# Desert box turtles



## kimber_lee_314 (Dec 22, 2009)

I am looking to buy/adopt some desert box turtles (t.ornata luteola.) If anyone has some or breeds them, please let me know. Thanks!


----------



## dmmj (Dec 22, 2009)

There is a thread here somewhere about some being sold on CL in AZ.


----------



## kimber_lee_314 (Dec 22, 2009)

dmmj said:


> There is a thread here somewhere about some being sold on CL in AZ.

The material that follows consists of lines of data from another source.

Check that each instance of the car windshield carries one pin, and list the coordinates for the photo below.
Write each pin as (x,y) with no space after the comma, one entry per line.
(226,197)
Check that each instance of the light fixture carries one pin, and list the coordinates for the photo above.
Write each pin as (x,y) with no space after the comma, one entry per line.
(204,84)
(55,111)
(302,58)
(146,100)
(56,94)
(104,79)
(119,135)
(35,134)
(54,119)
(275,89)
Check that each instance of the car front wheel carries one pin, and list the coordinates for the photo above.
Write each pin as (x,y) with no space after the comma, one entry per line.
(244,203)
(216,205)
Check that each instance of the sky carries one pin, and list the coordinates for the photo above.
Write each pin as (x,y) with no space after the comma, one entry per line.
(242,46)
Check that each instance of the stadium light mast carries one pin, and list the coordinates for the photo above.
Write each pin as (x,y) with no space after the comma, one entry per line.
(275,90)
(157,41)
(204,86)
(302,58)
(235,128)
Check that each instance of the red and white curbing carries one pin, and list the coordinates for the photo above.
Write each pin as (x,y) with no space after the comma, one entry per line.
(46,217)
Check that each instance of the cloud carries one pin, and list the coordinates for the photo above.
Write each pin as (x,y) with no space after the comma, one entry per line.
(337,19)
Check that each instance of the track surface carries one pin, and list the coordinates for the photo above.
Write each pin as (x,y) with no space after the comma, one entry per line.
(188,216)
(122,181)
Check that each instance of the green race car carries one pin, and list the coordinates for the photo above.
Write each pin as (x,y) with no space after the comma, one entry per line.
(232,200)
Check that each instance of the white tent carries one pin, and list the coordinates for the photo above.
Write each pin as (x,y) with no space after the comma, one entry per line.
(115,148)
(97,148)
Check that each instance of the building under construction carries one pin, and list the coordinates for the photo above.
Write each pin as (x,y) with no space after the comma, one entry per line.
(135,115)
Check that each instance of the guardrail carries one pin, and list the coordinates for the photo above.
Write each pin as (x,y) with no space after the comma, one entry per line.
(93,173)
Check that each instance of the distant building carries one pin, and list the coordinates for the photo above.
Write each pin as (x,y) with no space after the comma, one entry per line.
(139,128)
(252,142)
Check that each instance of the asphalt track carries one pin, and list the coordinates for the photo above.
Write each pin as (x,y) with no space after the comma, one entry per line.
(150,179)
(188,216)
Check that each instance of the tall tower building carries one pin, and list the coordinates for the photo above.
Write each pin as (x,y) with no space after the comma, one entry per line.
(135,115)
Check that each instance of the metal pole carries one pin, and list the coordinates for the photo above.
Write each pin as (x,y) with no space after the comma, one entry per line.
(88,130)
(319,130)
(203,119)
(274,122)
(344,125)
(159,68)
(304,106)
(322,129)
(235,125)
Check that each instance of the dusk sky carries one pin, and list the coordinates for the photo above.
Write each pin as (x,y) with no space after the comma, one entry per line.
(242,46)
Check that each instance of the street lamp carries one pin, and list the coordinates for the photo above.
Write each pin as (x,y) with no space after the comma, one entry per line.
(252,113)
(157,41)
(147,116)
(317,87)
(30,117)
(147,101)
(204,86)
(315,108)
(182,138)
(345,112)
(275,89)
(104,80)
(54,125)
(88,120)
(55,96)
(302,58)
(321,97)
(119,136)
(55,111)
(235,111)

I tried him - but he won't ship.


----------



## webskipper (Dec 23, 2009)

There are some on the Phoenix CL. 2 Females.


----------



## KQ6AR (Dec 23, 2009)

If you're in my area. I have a regular ornate I'm trying to re-home.
Not a desert variety.


----------



## joezeppyd (Jan 1, 2010)

KQ6AR said:


> If you're in my area. I have a regular ornate I'm trying to re-home.
> Not a desert variety.



I am in Concord and looking for an ornate. Can you give me any details, gender, adult?, pictures?

thx

joe


----------



## KQ6AR (Jan 2, 2010)

Fredrica now lives with Joezeppy,

Thanks everyone who helped find her a new home,
Dan



joezeppyd said:


> KQ6AR said:
> 
> 
> > If you're in my area. I have a regular ornate I'm trying to re-home.
> ...


----------